Biostatistician and high school teacher Ryan Imgrund has been studying and predicting COVID-19 cases, and releasing daily data graphics on his twitter since April.

He emphasized in a phone interview that this rapid increase of cases is not at all a surprise. He saw the trend coming back in July but, says we need to take serious actions soon and move past blaming young people.

Data table showing how age groups are expected to contribute to COVID-19 cases in Ontario.
Imgrund’s data anticipates those in their twenties will likely be expected to contibute to regional COVID-19 cases two times more than expected this month. (Source: Ryan Imgrund, Sept. 22)

Imgrund said there need to be clearer guidelines, as well as messaging as to how this new trend will manifest, if more serious intervention isn’t taken soon. 

“We just need to understand that cases in the younger generation are going to drive growth in the older population,” Imgrund said. “And when the older population gets sick, that’s what drives hospitalizations, that’s what drives increased ICU utilization, that’s what requires more ventilators, and that’s what will inevitably lead to more deaths as well.” 

Science communicator and neuroscientist Samantha Yammine who’s recent focus has been breaking down COVID-19 data and information on social media, where many public health agenices have been absent.

Yammine also believes the province should also be bracing and taking action for the reality that the cases within young people will likely spread to older generations, which was seen earlier in Florida and Marseilles, France.

Twitter thread showing how similar trends of a rise in COVID-19 cases in young people from other places in the world. (Source: Dr.
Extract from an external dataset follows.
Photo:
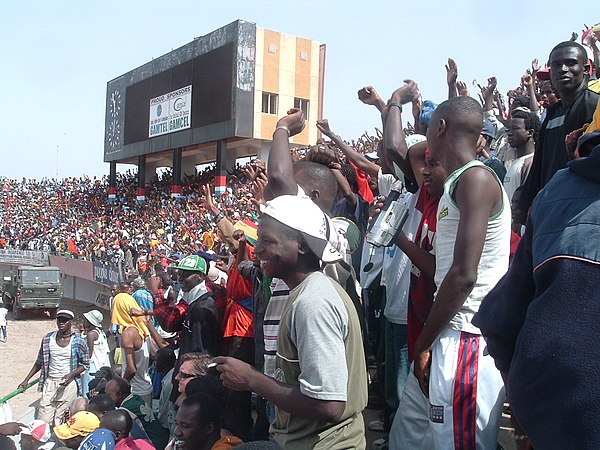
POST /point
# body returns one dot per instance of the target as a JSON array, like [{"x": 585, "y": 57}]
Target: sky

Emma Hodcroft’s twitter, August 19.)

Yammine, who goes by Science Sam on social media, ran an informal survey through her instagram last week where she asked her 20-something followers what they were finding the most difficult over the pandemic.

In an attempt to try and shed a light on the fact that many young people actually do care a lot about keeping themselves and those around them safe, there are just some factors that are keeping them from doing things “perfectly.”>
Yammine’s twitter thread sharing the results of her Instagram survey as an attempt to change the narrative on young people. (Source: Samantha Yammine’s twitter, September 15.)
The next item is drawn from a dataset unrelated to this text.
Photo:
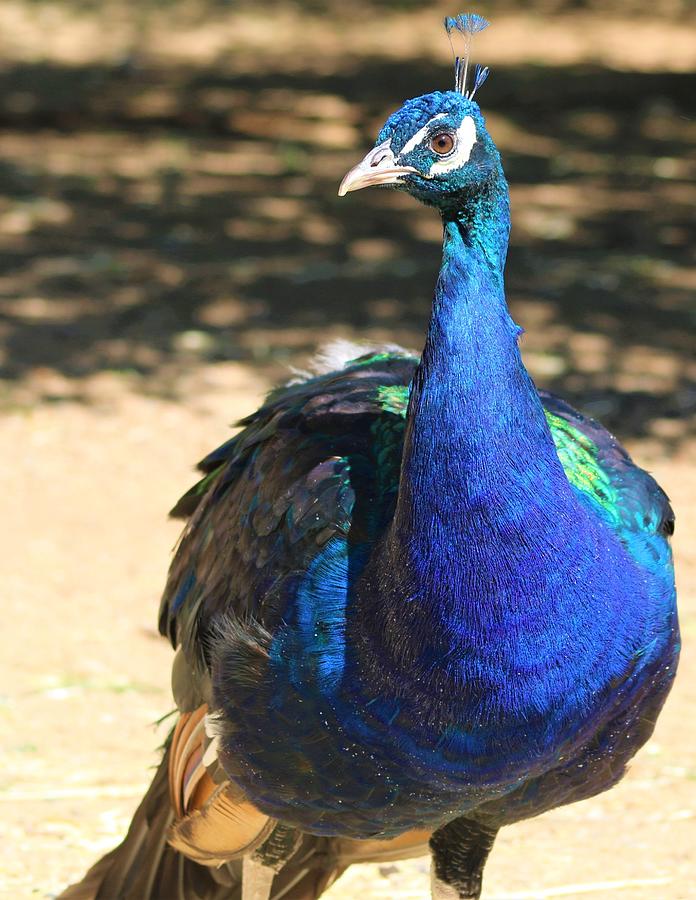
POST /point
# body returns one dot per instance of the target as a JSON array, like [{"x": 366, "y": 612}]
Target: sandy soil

Many of the survery responses featured issues with how they could continue to live their lives and basically survive without breaking the safety guidlines. Some of the most common issues were that they were forced to go back to work, sometimes in unsafe working conditions, as well as problems with maintaining a small bubble when living in a multigenerational home or with roommates. 

Yammine said that in order to minimize the spread of the new COVID-19 cases in younger people to the older generations, we need tighter bounds on what’s allowed and better communication, especially on the many grey areas that her survey revealed in part.

Malika Whelan, a 23-year-old masters student at Trent University, understands some older people may be frustrated with young people, but she wants them to know not everyone in her generation is being reckless right now. 

“I think it’s easy to place blame and I get it, but, in the end where does that really get us?” she said. “I think if you are going to place blame though, it should be placed collectively.”

“This is a global pandemic, people of all ages and demographics haven’t been doing their part,” Whelan said.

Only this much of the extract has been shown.